Transport Canada said the guide is "a less detailed version of the owner's manual," which also comes with the vehicle. Ash said his manual was on a CD and he consulted the guide because it's printed and accessible in the vehicle.
Transport Canada points out the manual does explain that windshield replacement can cause systems to operate abnormally and that camera recalibration is required.
A spokesperson for Belron Canada, the parent company of Speedy Glass, said the company takes great care to ensure replacement windshields are the correct product for the particular vehicle.
Jim Gilbert, Belron's Atlantic director of operations, said when it is an ADAS windshield, the process requires the service centre manager to notify the customer that the camera needs recalibration. Speedy Glass has 55 shops that offer recalibration, but the St. John's location was not one of them when Ash had his windshield replaced. Now, however, it does have specially-trained technicians to do that.
"I can't speak to the very specific situation whether we did or did not create a sense of urgency around that," said Gilbert.
He said neither the technician nor the service manager could recall their interaction with Ash, but both are well-versed in the company's requirements about communicating the need to recalibrate with customers.
Gilbert said this is a good opportunity to educate the public about ADAS windshield replacement and remind staff about the need to clearly communicate with customers.
Car expert Doug Bethune said he wouldn't expect a member of the public to have the same understanding about the technology as an automotive technician. He feels recalibration should be automatically covered as part of an insurance claim — something Gilbert says many insurance companies now do.
Warnings need to be clear and explicit
As for Ash, he points out that a lot of emphasis is placed on safety technology.
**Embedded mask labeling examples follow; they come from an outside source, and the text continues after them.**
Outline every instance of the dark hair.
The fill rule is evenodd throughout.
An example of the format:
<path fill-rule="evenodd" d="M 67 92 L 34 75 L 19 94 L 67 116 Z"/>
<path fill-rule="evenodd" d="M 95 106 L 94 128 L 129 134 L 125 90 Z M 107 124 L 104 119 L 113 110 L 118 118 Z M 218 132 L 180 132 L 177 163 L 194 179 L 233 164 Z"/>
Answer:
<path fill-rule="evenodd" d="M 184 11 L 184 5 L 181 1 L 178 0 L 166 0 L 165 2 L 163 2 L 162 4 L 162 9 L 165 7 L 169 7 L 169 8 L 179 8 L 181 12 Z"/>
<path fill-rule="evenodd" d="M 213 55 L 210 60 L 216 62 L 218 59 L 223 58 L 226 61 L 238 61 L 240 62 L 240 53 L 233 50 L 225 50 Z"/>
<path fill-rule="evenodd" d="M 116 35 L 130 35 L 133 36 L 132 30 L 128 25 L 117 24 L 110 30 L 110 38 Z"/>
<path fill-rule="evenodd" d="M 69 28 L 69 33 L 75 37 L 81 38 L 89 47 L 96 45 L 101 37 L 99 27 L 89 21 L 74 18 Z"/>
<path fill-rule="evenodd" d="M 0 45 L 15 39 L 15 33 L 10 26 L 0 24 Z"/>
He said while these systems are in place to help protect the driver, "something as fundamental as a windshield replacement shouldn't compromise the whole system."
He feels there are multiple points where consumers can and should be made aware of the dangers, starting at the dealership when the vehicle is sold. He would like to see vehicle owner's guides become more explicit, and third-party companies that replace windshields to be more clear with customers.
Meanwhile, Bethune said any owner of a vehicle with ADAS should ask after service appointments: "Has my vehicle's safety been compromised in any way by this work?"